Das Paper argumentiert wie gesagt ziemlich stringent, dass Äh und Ähm ganz normale Wörter sind. Das geht gegen einen Ukas des Gottvaters der moderneren Lingustik, Noam Chomsky, der sie (in etwa) als vorprachliche Oberflächenform von Verhakungen bei der Sprachproduktion angesehen hat. So sehr ich Chomsky als großen Vereinheitlicher der Theorie formaler Sprachen und klarsichtigen Beobachter „unserer“ Weltpolitik schätze: Ich schließe mich, glaube ich, dem modernen computerlinugistischen Mainstream an, wenn ich vermute, dass er sich bei der Untersuchung natürlicher Sprache meist vertan hat.

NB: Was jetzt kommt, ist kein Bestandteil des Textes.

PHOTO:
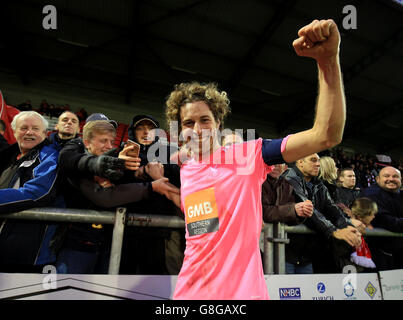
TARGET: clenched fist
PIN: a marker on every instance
(319, 40)
(304, 209)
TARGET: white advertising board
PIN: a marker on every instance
(350, 286)
(141, 287)
(392, 284)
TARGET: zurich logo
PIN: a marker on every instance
(321, 287)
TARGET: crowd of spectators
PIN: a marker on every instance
(365, 166)
(51, 110)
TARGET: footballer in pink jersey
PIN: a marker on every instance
(221, 186)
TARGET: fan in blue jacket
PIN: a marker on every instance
(28, 179)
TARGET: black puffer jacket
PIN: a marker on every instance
(327, 217)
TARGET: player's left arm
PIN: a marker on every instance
(320, 40)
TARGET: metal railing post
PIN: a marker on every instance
(268, 249)
(280, 252)
(117, 241)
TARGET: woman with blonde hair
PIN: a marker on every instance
(328, 174)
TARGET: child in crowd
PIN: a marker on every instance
(364, 209)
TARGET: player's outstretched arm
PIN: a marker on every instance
(320, 40)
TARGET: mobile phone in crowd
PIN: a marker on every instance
(136, 151)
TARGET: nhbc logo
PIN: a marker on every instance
(290, 293)
(322, 289)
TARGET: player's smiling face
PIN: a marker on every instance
(199, 127)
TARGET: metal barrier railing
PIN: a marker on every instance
(119, 219)
(275, 234)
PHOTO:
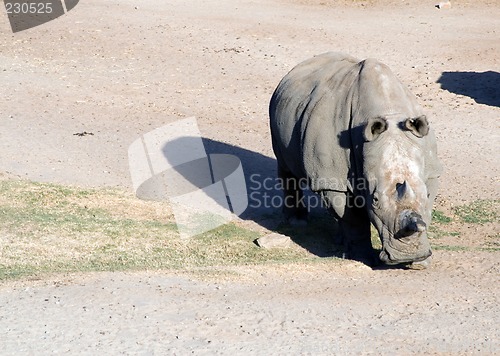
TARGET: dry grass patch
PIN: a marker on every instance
(46, 228)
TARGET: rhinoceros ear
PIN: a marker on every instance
(374, 128)
(418, 126)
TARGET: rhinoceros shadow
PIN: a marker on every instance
(265, 196)
(483, 87)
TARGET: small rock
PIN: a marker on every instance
(273, 240)
(444, 5)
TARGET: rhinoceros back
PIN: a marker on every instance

Ein sehr starkes Argument für die Worthypothese von Clark und Fox Tree ist zum Beispiel, dass verschiedene Sprachen verschiedene, na ja, Laute verwenden anstelle unseres Äh. Tabelle eins aus dem Paper gibt folgende Aufstellung:
Deutsch | äh, ähm |
Niederländisch | uh, um |
Schwedisch | eh, äh, ääh, m, mm, hmm, ööh, a, ööh |
Norwegisch | e, e=, e==, eh, eh=, m, m=, […], øhø, aj |
Spanisch | eh, em, este, pues |
Französisch | eu, euh, em, eh, oe, n, hein |
Hebräisch | eh, e-h, em, e-m, ah, a-m |
Japanisch | eeto, etto, ano, anoo, uun, uunto, konoo, sonoo, jaa |
(für Referenzen siehe die Arbeit selbst). Es heißt darin weiter:
Speakers of English as a second language often import the fillers from their first language – we have heard examples from native French, Hebrew, Turkish, and Spanish speakers – and that is one reason they continue to be heard as non-native speakers.

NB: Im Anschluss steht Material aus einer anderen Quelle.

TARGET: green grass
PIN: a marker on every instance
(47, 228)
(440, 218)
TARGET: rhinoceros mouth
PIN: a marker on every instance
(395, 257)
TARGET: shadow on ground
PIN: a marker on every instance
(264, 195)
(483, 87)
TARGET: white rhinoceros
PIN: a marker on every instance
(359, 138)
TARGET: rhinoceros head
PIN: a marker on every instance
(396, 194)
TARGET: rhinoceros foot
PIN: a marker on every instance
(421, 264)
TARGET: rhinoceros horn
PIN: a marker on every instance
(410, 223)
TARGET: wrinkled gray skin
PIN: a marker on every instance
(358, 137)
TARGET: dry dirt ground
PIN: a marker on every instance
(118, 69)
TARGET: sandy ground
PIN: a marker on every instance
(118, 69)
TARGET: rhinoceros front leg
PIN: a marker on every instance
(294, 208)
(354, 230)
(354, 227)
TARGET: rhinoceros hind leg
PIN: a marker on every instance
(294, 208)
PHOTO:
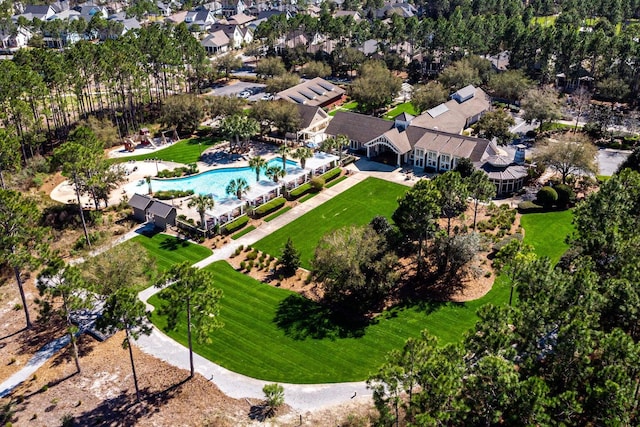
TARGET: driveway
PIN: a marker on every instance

Während ich die langen eueueueu-s von FranzösInnen, die Englisch sprechen, bestätigen kann, ist mir leider noch niemand Spanischsprechendes begegnet, der/die mit „este“ verzögert hätte. Aber ich werde jetzt besser aufpassen. Jedenfalls: dass Ähms zwischen verschiedenen Sprachen verschieden, innerhalb der Sprachen aber recht konstant sind, schließt, soweit es mich betrifft, aus, dass Äh und Ähm vorsprachliche Fehlermarker sind.

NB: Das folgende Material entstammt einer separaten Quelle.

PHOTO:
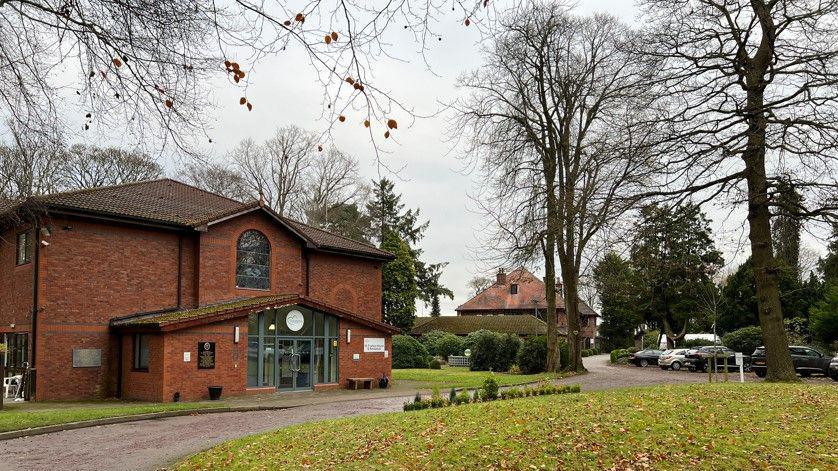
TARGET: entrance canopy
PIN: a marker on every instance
(176, 319)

Die anderen Argumente für die Worthypothese von Clark und Fox Tree sind vielleicht nicht durchweg vergleichbar stark. Aber die AutorInnen wollten erkennbar einmal alle konventionellen Sprachebenen durchgehen und argumentieren deshalb auch phonologisch (sie sind normale englische Silben), mofphologisch (sie funktionieren auch als Klitika, können sich also an andere Wörter anlehnen: „und-äh”), mit Prosodie (sie fallen aus der Satzmelodie heraus, wie das etwa auch Einschübe wie diese Klammer machen), über die Syntax (hier folgen sie einfach anderen Interjektionen: Heissa!), über die Semantik (sie haben eine definierte Bedeutung, nämlich: jetzt kommt gleich eine kleinere oder größere Verzögerung im Sprechen) und über die Pragmatik, also die Frage: was wollen die Leute mit einem Äh bewirken?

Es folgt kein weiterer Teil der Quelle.